The European Commission has recognized this Monday that between April and June it only expects 300 million doses to be distributed, 20% less than expected.
Until now, Brussels hoped to receive 300 million from the three pharmaceutical companies with authorized vaccines (Pfizer-BioNTech, Moderna and AstraZeneca) and reach 380 million with the probable incorporation of a fourth (Janssen's).
But the figures have been revised downwards and, according to the president of the European Commission, Ursula von der Leyen, in an interview with German media, finally only 300 million will be received in total during the second quarter, far from the 380 millions to which they aspired after the arrival of Janssen.
Commission spokesman Eric Mamer confirmed the new calculation: “We do not distinguish between approved or pending vaccines.
This is the total number of deliveries estimated for the second quarter ”.
"The best vaccine is the one that reaches my arm first"
The Commission refuses to provide release data by company, but all eyes turn to AstraZeneca in the absence of 80 million doses also during the second quarter.
And the figures are not definitive, so the hole could be even larger if there is a mishap in European production or if the import from third countries, which has been proposed as an alternative, does not finally materialize.
The setback of the distribution in the second quarter is added to the bump in the first, in which it is estimated that 37% less will be distributed than expected, reaching only 100 million.
BioNTech and Pfizer had to slow their production at the beginning of the year to adapt the manufacturing lines, but he estimates that it will make up lost ground.
AstraZeneca, on the other hand, will only dispatch 40% of what was contracted in the first quarter and in the second it will have to resort to EU production, but it will still fall short.
In total, the EU expects to receive some 55 million doses in March (in addition to 18 million in January and 33 million in February).
Von der Leyen estimates that the rate will double from April, with 100 million doses per month in total.
If the forecast is met, the EU will receive 400 million doses during the first half.
The EU has proposed to vaccinate 255 million people (70% of the adult population) before the end of the summer, a goal that, according to the Commission, is still feasible.
Exporter ban
But European countries are becoming increasingly uneasy about supply failures, particularly from AstraZeneca.
Last week, the Italian government banned the company from exporting nearly a quarter of a million doses it was preparing to Australia.

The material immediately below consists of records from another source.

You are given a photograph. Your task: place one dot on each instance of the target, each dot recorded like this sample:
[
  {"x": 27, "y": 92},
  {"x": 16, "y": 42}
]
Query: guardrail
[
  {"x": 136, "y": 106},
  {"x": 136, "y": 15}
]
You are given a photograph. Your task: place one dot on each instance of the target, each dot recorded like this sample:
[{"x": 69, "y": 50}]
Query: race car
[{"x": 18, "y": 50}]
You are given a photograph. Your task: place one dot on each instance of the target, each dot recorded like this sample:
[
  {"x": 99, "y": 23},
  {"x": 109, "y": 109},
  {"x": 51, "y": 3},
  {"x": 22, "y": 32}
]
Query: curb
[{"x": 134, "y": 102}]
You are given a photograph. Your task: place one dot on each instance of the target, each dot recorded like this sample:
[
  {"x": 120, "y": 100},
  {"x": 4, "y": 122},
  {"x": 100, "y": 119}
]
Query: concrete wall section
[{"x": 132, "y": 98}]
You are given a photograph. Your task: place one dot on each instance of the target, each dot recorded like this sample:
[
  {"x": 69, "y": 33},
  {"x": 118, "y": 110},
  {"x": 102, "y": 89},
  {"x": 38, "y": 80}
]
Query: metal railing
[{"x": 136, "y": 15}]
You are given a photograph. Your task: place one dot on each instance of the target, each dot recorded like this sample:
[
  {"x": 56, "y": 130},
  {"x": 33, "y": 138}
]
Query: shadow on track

The veto marked the premiere of the European Regulation for the authorization and control of vaccine exports approved by the European Commission in a hurry in January after learning that AstraZeneca would not dispatch the contracted doses.
Brussels immediately endorsed the Italian veto.
And President Von der Leyen has been firmly in favor of repeating the ban in all EU countries as long as the Anglo-Swedish pharmaceutical company does not comply with the provisions of the contracts.
While AstraZeneca "cannot explain why it does not ship in Europe, we have a problem seeing that the doses produced here in Europe go elsewhere," said Von der Leyen, according to statements collected by
Bloomberg
.
The president has warned that "if a company does not dispatch, we cannot allow its exports."
And he pointed out that, in the first quarter, "AstraZeneca is delivering less than 10%" of what was initially planned.
AstraZeneca is one of the six companies with which the Von der Leyen executive signed purchase reserve contracts for a total of 2.6 billion euros.
With the pharmaceutical problem, in particular, Brussels reserved the possibility of acquiring 400 million doses, payable by the Member States once delivered.
Brussels expected the company to deliver at least 100 million doses between January and March.
But after reporting production problems, it pledged to deliver 17 million in February and 23 million in March, figures that are also in doubt judging by the current delivery rate.
AstraZeneca has shipped just over 10 million doses in all 27 Member States, according to data from the European Center for Disease Prevention and Control.
Between Germany and France alone, BioNTech and Pfizer have delivered more than 13 million doses.
And in Spain, four million compared to 1.1 million for AstraZeneca.